Of course, Jim doesn't mention crap to the doctor (the food in the restaurant isn't five-star but it's not bad for the money). But there's something he says somewhere that makes the doctor grin just like Jim imagines the prince grinned at the nobody, and just for a minute, Jim feels special in an actually kind of good way. Not the sighed "special," nor the whispered "special," nor the sneered "special." The precious kind of special with value above rubies.
That, of course, is when everything goes wrong.

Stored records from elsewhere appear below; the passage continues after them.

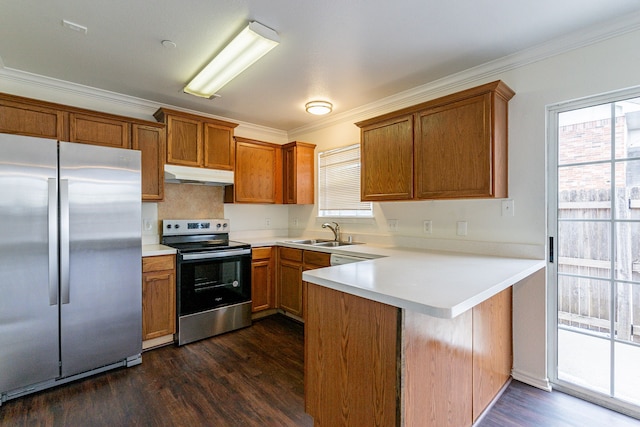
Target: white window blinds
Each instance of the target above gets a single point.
(339, 183)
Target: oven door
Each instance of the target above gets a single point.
(209, 280)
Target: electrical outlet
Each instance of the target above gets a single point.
(461, 228)
(508, 208)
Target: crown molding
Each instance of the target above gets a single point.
(36, 86)
(82, 96)
(481, 73)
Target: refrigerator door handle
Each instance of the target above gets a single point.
(53, 239)
(64, 241)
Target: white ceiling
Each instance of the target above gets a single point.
(351, 52)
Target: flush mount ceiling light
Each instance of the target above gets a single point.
(318, 108)
(246, 48)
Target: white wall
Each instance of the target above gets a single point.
(605, 66)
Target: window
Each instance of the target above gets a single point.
(339, 184)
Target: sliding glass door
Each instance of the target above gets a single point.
(594, 228)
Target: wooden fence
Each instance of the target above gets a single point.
(585, 265)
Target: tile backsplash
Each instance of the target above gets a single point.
(186, 201)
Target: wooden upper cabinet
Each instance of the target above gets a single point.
(219, 147)
(184, 137)
(32, 117)
(298, 173)
(21, 117)
(150, 140)
(258, 174)
(386, 156)
(457, 154)
(458, 148)
(198, 141)
(99, 130)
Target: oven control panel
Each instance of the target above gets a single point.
(173, 227)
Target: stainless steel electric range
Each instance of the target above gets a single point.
(213, 278)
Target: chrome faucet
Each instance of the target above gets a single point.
(336, 230)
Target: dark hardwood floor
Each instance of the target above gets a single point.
(524, 406)
(250, 377)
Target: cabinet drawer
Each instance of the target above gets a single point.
(319, 259)
(291, 254)
(158, 263)
(261, 253)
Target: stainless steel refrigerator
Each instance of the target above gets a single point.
(70, 262)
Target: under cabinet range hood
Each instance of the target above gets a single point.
(203, 176)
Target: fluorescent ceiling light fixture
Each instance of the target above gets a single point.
(250, 45)
(318, 107)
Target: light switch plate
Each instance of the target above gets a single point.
(461, 228)
(508, 208)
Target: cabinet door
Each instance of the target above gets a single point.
(98, 130)
(219, 147)
(184, 141)
(261, 285)
(454, 154)
(290, 292)
(258, 175)
(299, 176)
(32, 120)
(150, 140)
(158, 304)
(262, 279)
(387, 160)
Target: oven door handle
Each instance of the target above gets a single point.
(221, 254)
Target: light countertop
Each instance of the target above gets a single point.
(440, 284)
(156, 249)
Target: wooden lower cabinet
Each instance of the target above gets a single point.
(492, 348)
(262, 279)
(290, 280)
(368, 363)
(158, 296)
(291, 288)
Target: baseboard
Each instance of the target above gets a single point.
(157, 342)
(493, 402)
(525, 377)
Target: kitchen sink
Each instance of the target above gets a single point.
(321, 242)
(333, 244)
(310, 241)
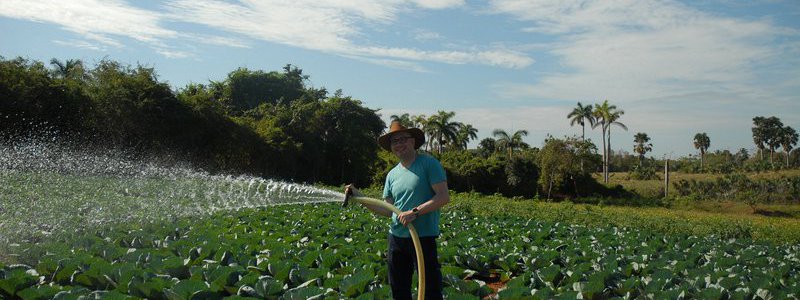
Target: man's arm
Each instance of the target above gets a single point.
(440, 198)
(380, 210)
(375, 209)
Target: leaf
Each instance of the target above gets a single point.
(268, 287)
(184, 289)
(17, 279)
(356, 284)
(311, 292)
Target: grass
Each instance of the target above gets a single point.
(729, 220)
(655, 188)
(656, 219)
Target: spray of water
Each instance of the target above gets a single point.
(48, 190)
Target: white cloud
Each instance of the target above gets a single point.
(425, 35)
(95, 20)
(331, 27)
(439, 4)
(81, 44)
(658, 54)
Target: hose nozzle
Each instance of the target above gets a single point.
(347, 196)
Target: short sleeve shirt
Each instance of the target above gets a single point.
(410, 187)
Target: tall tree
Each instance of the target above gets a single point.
(404, 119)
(759, 135)
(465, 134)
(506, 142)
(581, 115)
(788, 140)
(606, 115)
(773, 128)
(68, 69)
(642, 145)
(702, 142)
(443, 129)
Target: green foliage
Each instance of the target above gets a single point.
(742, 188)
(643, 173)
(306, 251)
(254, 122)
(563, 163)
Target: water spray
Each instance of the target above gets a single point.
(414, 237)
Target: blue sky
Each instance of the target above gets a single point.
(675, 68)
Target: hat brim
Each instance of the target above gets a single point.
(419, 138)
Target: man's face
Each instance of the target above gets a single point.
(402, 143)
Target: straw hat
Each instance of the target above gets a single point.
(396, 127)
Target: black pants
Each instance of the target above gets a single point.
(403, 261)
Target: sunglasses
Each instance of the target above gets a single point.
(399, 139)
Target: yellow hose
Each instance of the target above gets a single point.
(414, 237)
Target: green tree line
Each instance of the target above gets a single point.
(269, 124)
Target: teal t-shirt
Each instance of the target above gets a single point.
(410, 187)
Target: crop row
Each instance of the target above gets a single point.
(306, 251)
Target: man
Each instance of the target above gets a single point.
(418, 187)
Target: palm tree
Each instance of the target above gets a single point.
(773, 127)
(66, 69)
(788, 140)
(606, 115)
(509, 142)
(641, 145)
(702, 142)
(615, 115)
(466, 133)
(581, 115)
(442, 129)
(759, 135)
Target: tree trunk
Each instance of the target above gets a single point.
(605, 155)
(608, 157)
(787, 158)
(702, 156)
(666, 178)
(771, 154)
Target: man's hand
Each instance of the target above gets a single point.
(407, 217)
(353, 189)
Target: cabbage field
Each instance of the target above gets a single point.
(87, 226)
(325, 251)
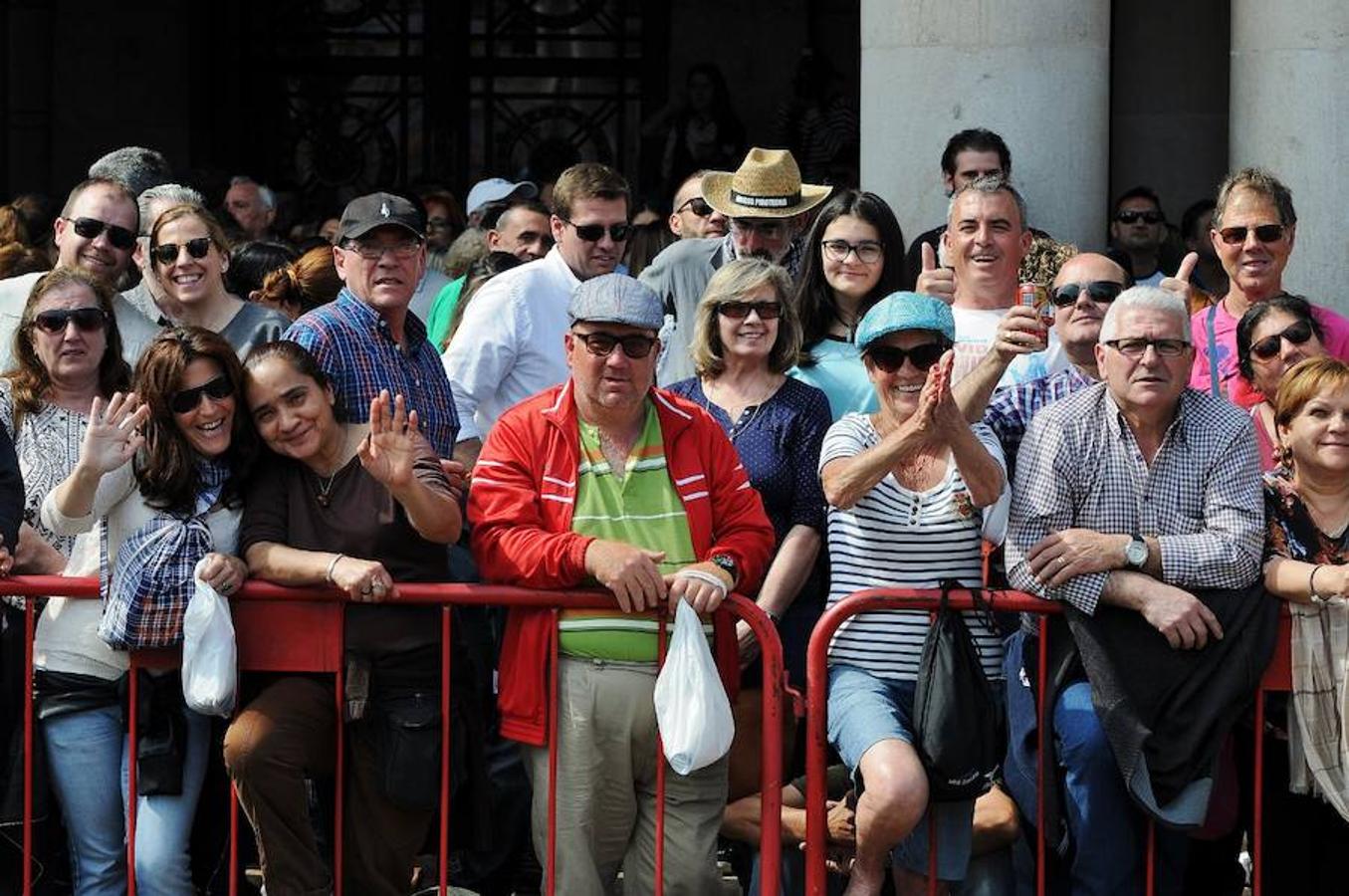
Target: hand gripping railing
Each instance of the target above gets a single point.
(255, 596)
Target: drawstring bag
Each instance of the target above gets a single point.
(957, 716)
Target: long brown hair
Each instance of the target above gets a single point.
(29, 378)
(166, 467)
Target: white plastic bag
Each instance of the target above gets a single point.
(208, 652)
(691, 707)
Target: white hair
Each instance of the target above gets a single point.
(1150, 299)
(265, 193)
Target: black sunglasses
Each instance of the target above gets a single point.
(1264, 232)
(740, 311)
(1133, 217)
(595, 232)
(167, 253)
(1269, 345)
(1097, 292)
(87, 320)
(890, 357)
(602, 344)
(186, 401)
(91, 227)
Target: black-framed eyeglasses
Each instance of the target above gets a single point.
(890, 357)
(602, 344)
(1264, 232)
(186, 401)
(698, 205)
(595, 232)
(866, 251)
(740, 311)
(1295, 334)
(1133, 217)
(167, 253)
(1136, 348)
(1095, 291)
(91, 227)
(56, 320)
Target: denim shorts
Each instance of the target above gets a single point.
(863, 710)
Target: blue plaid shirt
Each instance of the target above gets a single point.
(1013, 406)
(359, 353)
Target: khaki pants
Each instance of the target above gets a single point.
(606, 789)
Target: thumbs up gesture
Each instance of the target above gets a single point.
(935, 281)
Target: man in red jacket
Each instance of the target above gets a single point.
(608, 481)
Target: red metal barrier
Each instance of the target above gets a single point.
(316, 615)
(1276, 678)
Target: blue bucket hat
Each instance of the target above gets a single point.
(905, 311)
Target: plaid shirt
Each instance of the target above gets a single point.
(1013, 406)
(1201, 498)
(359, 353)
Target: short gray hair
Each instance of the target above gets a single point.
(1150, 299)
(265, 193)
(991, 184)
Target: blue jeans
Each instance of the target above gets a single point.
(87, 754)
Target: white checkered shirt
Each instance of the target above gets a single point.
(1079, 466)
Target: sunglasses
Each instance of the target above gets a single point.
(740, 311)
(1269, 345)
(595, 232)
(1097, 292)
(890, 357)
(167, 253)
(87, 320)
(1264, 232)
(91, 227)
(602, 344)
(1133, 217)
(698, 205)
(186, 401)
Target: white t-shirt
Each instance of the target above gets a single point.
(897, 538)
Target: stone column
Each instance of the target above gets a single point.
(1290, 113)
(1040, 77)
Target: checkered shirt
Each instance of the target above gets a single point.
(359, 353)
(1201, 498)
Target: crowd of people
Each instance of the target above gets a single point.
(775, 395)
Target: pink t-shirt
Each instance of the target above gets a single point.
(1334, 329)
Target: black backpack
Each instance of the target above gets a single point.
(957, 717)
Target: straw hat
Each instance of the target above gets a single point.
(768, 184)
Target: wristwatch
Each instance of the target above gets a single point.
(1136, 553)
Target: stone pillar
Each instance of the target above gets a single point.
(1040, 77)
(1290, 113)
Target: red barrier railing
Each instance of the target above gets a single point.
(318, 614)
(1276, 678)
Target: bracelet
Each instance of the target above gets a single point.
(333, 564)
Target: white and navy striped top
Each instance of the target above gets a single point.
(897, 538)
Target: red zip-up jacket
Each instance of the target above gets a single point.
(520, 505)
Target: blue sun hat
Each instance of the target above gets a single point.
(899, 312)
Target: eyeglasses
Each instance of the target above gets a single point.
(1269, 345)
(698, 205)
(595, 232)
(91, 227)
(1133, 217)
(167, 253)
(602, 344)
(186, 401)
(771, 230)
(1097, 292)
(740, 311)
(1264, 232)
(1136, 348)
(374, 251)
(866, 251)
(889, 357)
(87, 320)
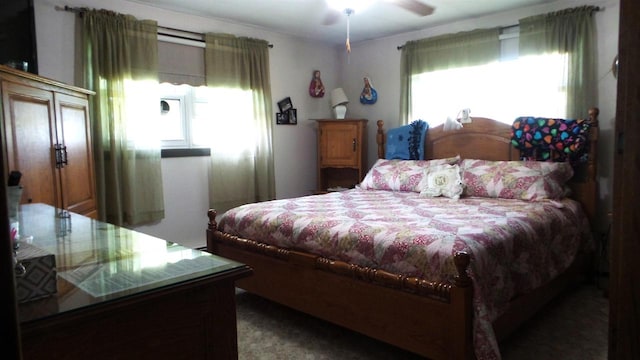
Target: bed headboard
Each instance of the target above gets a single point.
(489, 139)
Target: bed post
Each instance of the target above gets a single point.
(462, 308)
(380, 139)
(211, 227)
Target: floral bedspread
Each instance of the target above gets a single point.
(515, 245)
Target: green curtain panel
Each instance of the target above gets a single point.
(444, 52)
(241, 65)
(571, 32)
(120, 63)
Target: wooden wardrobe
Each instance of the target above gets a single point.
(46, 135)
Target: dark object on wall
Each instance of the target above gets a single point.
(282, 118)
(18, 35)
(285, 104)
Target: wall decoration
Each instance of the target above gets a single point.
(316, 88)
(289, 117)
(369, 95)
(293, 116)
(285, 104)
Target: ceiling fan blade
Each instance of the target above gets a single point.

*Then there are paragraphs here detailing the altercation, which is caused by House very quickly finding Wilson's buttons and pushing them hard. Wilson tries to walk away, but then House says something attacking Cameron, and that is the last straw for Wilson, who verbally lets House have it.*
"He's a doctor," the young lady protests. "He saves lives!"
"I do too! I took my meds today!"
They don't get it -- the young lady and the young man have downturned foreheads. Confused. But the older guy, the doctor, says quietly, "And the voices stayed at bay?"
Jim shakes his head. "Not voices." He raises his hand in front of his left eye and flicks his fingers back and forth. "Movies. Like slow eight millimeter."
"Of who you need to take out," says the big-shot doctor. Says, not asks. So sure of himself, but he doesn't know as much as he thinks he does.
No.
Jim tugs at the corner of his eyebrow. (His mom is sighing, "Jimmy. You look so silly with all the hairs pulled out," but that's a memory, not an hallucination. He knows the difference. Dr. Li said he does.)
"Of the cleansing fire," he mumbles, hoping this group, the doctor and his friends, won't hear him. He doesn't want to tell them. He can't stop himself from saying, though, "White-orange flames that take everything down. Flesh is fickle but bones are strong. Pure. And they stay when the fire goes away."
"Are you sure you should be working?" the young lady says quietly.
*Then there are paragraphs here wrapping everything up. House doesn't leave a tip but Chase comes back and hands Wilson two twenties. Wilson doesn't take charity, but he does take money he's earned, so he pockets the cash and sends the young man off with a smile.*
***
*last scene I never fleshed out, but here's the dialogue*
"Hey, Jimmy. How's it going?"
"Don't call me Jimmy, and what are you doing here?"
"Clara said something was up, some problem at one of your tables."
"Everything's fine, Dan. Go away."
"She said you were upset."
"I'm not upset. I am, however, in the neighborhood of forty years old, and as such, it's frustrating to have my little brother checking up on me. Go away."